Combichem Bioresource Centre, National Chemical Laboratory, Pune 411 008, India.
Bioorg Med Chem Lett. 2017 Feb 15;27(4):922-928. doi: 10.1016/j.bmcl.2017.01.004. Epub 2017 Jan 5.
A series of quinoline incorporated monocarbonyl curcumin analogues was efficiently synthesized using [HDBU][HSO] as catalyst via Knoevenagel type condensation and evaluated for their in vitro antitubercular activity against Mycobacterium tuberculosis H37Ra (MTB) and Mycobacterium bovis BCG in dormant state. The analogues 3e, 3h, 4a and 4e exhibited very good antitubercular activity. The antiproliferative activity of the analogues against MCF-7, A549 and HCT-116 cell lines was evaluated using modified MTT assay and these compounds were found to be non-cytotoxic. Molecular docking study has been carried out against M. tuberculosis pantothenate synthetase (MTB PS) enzyme in an effort to enhance the understanding of their action as antitubercular agents. The potency, low cytotoxicity and selectivity of these analogues support them as valid leads for further optimization.

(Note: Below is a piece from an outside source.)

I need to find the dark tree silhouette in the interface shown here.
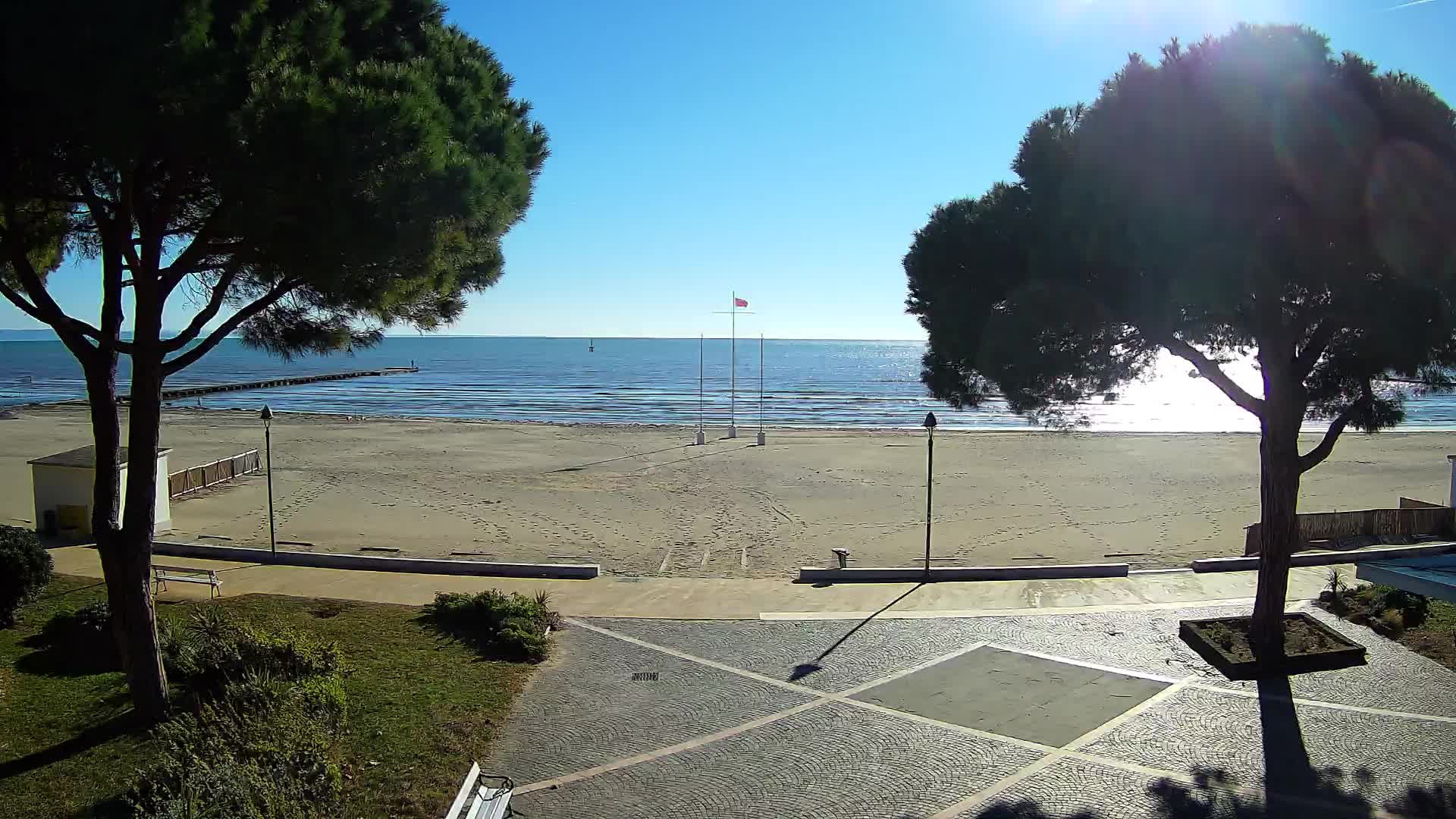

使用[HDBU][HSO]作为催化剂,通过Knoevenagel型缩合反应高效合成了一系列含喹啉的单羰基姜黄素类似物,并对其针对处于休眠状态的结核分枝杆菌H37Ra(MTB)和牛分枝杆菌卡介苗(Mycobacterium bovis BCG)的体外抗结核活性进行了评估。类似物3e、3h、4a和4e表现出非常好的抗结核活性。使用改良的MTT法评估了这些类似物对MCF-7、A549和HCT-116细胞系的抗增殖活性,发现这些化合物无细胞毒性。针对结核分枝杆菌泛酸合成酶(MTB PS)酶进行了分子对接研究,以努力加深对其作为抗结核药物作用的理解。这些类似物的效力、低细胞毒性和选择性支持它们作为进一步优化的有效先导物。